(Note: This is part of a series of stories on legendary Georgia Bulldogs.)

KENNESAW – Frank Ros is a captain in every sense of the word. This extends beyond the time he was making calls while manning the middle of Erk Russell’s defense on Georgia’s 1980 national championship team. No, even in the nearly 37 years since.

Now 58 and joyously living in early retirement, Ros has continued to take his role as captain seriously. He’s the main point of contact for every member of that 1980 team and quite a few others who were playing ball for the Dogs right before and right after that. He keeps all their names and addresses and phone numbers carefully collated on a spreadsheet on his home computer. He can call up every one of the Bulldogs he knows right there in an instant.

Everyone except Jeff Sanchez, that is. Can’t find him. Nobody has been able to. Anybody who knows whereabouts of the former star defensive back from California, please contact Ros.

Nevertheless, those contacts have helped Ros organize and officiate the 1980 team’s 10th-, 15th-, 25th-, 30th- and 35th-year reunions.

‘He’s my big brother’

“I’m not tooting Frank’s horn — he’s my big brother — but Frank and I are together a lot and one thing that’s really, really unique is he has kept that team together,” said Herschel Walker, the star tailback on that 1980 squad. “If anything is going on, the guys all call Frank and he gets everybody together. My hat is off to him. It’s a tough, tough job, organizing everything. I think that’s what’s so great about that team, is we’re still together. And it’s because of Frank.”

Such organizational and leadership skills translated well into the business world for Ros. He retired as an executive vice president for Hispanic strategies for the Coca-Cola Co. That ended a long and successful career in sales and marketing.

It’s that side of Ros of which most Georgia fans are not familiar. Not sales and marketing, but his Spanish heritage.

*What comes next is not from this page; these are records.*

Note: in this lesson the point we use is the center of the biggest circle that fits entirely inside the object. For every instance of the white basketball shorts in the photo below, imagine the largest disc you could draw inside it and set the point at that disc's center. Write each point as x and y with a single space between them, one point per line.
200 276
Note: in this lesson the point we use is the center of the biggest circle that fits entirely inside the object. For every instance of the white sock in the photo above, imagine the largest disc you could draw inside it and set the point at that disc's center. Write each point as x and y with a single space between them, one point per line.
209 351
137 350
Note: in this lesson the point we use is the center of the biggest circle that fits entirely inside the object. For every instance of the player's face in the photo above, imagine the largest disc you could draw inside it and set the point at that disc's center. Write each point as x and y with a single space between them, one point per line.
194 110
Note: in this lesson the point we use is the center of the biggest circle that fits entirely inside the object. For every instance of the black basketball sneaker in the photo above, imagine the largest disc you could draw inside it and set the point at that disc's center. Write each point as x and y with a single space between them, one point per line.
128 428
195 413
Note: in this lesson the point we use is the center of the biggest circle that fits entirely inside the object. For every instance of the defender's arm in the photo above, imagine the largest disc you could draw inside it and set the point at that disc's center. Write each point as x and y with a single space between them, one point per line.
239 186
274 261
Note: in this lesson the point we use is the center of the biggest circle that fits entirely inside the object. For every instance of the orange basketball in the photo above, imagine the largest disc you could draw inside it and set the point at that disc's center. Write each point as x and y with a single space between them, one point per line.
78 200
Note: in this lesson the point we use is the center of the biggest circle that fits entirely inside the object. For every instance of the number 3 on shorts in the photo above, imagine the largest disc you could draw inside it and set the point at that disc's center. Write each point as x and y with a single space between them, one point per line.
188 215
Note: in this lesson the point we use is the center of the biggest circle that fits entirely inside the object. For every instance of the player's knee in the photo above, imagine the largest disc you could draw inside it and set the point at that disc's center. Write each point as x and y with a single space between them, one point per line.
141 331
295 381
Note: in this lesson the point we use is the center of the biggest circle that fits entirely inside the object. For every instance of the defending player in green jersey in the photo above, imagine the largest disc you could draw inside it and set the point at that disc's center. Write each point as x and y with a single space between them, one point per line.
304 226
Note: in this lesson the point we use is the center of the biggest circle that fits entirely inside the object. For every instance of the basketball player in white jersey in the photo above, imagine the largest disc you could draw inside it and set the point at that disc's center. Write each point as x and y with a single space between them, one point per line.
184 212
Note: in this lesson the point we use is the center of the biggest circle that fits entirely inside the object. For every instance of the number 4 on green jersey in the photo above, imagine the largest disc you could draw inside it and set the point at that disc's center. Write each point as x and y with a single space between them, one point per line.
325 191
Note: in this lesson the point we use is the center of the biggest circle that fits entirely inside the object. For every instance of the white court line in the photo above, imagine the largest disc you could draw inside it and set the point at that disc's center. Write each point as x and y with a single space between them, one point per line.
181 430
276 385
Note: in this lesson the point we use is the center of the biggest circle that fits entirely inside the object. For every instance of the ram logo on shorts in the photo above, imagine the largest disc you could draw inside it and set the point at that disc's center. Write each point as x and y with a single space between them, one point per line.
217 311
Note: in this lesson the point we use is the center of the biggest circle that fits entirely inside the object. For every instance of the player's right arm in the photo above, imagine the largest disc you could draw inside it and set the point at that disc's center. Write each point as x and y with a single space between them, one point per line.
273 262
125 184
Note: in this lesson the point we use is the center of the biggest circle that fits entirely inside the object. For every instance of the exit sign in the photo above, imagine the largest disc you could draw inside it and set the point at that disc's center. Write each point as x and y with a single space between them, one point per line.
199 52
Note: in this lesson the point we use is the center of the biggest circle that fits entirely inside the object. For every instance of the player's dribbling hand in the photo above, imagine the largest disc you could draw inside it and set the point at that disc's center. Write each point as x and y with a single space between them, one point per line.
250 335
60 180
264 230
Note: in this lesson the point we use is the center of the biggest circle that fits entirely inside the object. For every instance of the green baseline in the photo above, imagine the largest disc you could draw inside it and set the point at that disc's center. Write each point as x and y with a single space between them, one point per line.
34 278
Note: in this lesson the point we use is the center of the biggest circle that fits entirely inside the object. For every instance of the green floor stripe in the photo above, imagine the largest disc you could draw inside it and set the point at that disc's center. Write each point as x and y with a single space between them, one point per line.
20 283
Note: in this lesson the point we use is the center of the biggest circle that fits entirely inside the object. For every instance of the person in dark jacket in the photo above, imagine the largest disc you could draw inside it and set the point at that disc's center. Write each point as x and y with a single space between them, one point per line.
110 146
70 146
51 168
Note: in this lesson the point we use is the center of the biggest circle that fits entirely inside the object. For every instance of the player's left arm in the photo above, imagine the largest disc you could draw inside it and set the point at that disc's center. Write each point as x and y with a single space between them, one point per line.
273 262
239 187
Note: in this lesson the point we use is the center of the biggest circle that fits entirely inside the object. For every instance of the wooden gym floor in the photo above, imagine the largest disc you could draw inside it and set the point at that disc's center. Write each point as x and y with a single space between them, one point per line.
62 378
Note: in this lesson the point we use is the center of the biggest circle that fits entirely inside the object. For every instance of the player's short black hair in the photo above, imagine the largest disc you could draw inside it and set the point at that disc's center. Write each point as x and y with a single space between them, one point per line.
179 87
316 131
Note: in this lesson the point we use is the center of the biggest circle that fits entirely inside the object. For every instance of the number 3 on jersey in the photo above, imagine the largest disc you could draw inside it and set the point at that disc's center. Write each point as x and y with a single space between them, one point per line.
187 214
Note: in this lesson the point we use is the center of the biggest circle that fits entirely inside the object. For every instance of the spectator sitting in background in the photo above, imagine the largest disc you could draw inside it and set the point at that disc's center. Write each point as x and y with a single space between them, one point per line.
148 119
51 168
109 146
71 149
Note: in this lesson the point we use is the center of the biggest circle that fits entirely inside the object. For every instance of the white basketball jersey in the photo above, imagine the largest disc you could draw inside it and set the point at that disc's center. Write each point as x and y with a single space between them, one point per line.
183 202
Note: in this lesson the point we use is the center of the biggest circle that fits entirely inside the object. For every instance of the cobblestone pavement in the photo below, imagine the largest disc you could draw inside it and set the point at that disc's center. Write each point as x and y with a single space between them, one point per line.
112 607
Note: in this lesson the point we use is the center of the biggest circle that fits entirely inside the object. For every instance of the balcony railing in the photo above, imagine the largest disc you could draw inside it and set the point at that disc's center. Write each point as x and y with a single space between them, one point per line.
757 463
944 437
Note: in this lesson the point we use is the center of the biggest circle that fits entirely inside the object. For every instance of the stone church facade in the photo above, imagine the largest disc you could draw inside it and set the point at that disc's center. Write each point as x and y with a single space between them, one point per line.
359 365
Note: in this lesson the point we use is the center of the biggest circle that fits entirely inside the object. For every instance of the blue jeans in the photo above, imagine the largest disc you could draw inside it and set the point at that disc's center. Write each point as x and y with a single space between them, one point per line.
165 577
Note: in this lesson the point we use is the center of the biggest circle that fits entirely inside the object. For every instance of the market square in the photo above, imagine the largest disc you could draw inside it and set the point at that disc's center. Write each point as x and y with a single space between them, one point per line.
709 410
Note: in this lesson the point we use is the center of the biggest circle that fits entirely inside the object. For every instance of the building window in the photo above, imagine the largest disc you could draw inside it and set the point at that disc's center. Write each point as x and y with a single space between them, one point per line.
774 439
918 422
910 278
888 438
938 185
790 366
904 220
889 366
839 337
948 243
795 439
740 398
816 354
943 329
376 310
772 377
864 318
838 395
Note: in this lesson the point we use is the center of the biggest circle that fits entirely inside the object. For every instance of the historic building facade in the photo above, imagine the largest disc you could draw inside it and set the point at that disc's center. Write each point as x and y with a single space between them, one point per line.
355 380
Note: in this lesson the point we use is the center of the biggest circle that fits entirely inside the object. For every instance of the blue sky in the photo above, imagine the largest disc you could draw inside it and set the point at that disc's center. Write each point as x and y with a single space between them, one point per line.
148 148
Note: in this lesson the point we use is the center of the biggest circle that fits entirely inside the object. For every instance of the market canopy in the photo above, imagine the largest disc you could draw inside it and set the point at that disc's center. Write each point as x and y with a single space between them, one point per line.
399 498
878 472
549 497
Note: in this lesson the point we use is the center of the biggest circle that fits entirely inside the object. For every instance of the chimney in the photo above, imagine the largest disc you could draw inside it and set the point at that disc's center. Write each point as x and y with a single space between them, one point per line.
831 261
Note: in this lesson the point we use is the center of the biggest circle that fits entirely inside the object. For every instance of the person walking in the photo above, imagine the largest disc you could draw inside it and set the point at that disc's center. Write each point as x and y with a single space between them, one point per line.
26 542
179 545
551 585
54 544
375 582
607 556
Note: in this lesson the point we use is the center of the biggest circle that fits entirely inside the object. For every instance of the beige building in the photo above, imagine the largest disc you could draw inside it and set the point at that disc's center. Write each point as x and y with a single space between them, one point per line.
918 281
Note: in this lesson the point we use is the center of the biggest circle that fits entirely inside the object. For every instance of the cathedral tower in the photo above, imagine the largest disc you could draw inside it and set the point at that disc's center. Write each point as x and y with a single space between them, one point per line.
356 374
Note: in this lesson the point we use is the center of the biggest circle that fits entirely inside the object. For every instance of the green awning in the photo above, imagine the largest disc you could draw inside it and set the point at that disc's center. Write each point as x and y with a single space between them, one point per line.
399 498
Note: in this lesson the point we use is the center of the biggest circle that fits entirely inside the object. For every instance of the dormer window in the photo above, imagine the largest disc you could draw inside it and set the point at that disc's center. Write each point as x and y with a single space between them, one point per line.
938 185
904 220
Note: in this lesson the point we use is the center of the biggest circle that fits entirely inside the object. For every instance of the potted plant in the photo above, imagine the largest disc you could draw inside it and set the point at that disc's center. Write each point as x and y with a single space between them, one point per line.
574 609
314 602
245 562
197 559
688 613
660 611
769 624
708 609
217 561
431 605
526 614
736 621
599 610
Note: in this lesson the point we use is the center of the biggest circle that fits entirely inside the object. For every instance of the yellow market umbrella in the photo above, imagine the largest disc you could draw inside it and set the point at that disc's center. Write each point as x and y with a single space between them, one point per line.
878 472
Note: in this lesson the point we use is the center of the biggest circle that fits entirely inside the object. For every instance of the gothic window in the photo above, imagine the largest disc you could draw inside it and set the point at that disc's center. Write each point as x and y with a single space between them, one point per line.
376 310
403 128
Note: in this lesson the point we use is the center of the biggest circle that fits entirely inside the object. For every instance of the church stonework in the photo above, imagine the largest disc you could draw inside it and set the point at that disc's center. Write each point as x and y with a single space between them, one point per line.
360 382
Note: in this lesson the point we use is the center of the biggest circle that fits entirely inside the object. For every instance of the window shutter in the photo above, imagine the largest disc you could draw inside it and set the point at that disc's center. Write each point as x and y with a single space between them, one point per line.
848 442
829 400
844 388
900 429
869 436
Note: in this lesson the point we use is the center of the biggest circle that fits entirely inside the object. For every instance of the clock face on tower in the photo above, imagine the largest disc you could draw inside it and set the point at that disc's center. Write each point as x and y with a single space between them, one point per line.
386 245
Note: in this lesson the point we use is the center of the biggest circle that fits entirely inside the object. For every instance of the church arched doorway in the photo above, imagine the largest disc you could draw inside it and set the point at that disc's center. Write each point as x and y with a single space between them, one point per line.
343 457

Frank Ros tackles South Carolina’s George Rogers in a game early in the 1980 championship season. (Courtesy Ros Family)/Dawgnation)

You’d never know it by his accent. It comes with a thick Southern drawl inherent to someone from Taylors, S.C., which is from where Ros came to UGA. But Ros is actually Francisco Perales Ros V, a first-generation Spanish immigrant. His family came to America as political refugees when he was just 5 years old.

Frank’s father, Francisco Austuriano Ros IV, was imprisoned for two years in Barcelona after he created a newsletter for the Catalonian people during the dictatorship of Francisco Franco. He would go on to become a mechanical engineer and would eventually come to the U.S. to introduce and service textile machines for a Spanish company whose clientele included North Carolina’s Burlington Industries.

Greenville, S.C., used to host an annual international textile fair, and that’s how the Ros family came to settle in that area. But it took a hunger strike and a bunch of other drama by Ros’s father to gain clearance to permanently relocate and move his family to America. Before that they’d spend months and, at one point, a year apart.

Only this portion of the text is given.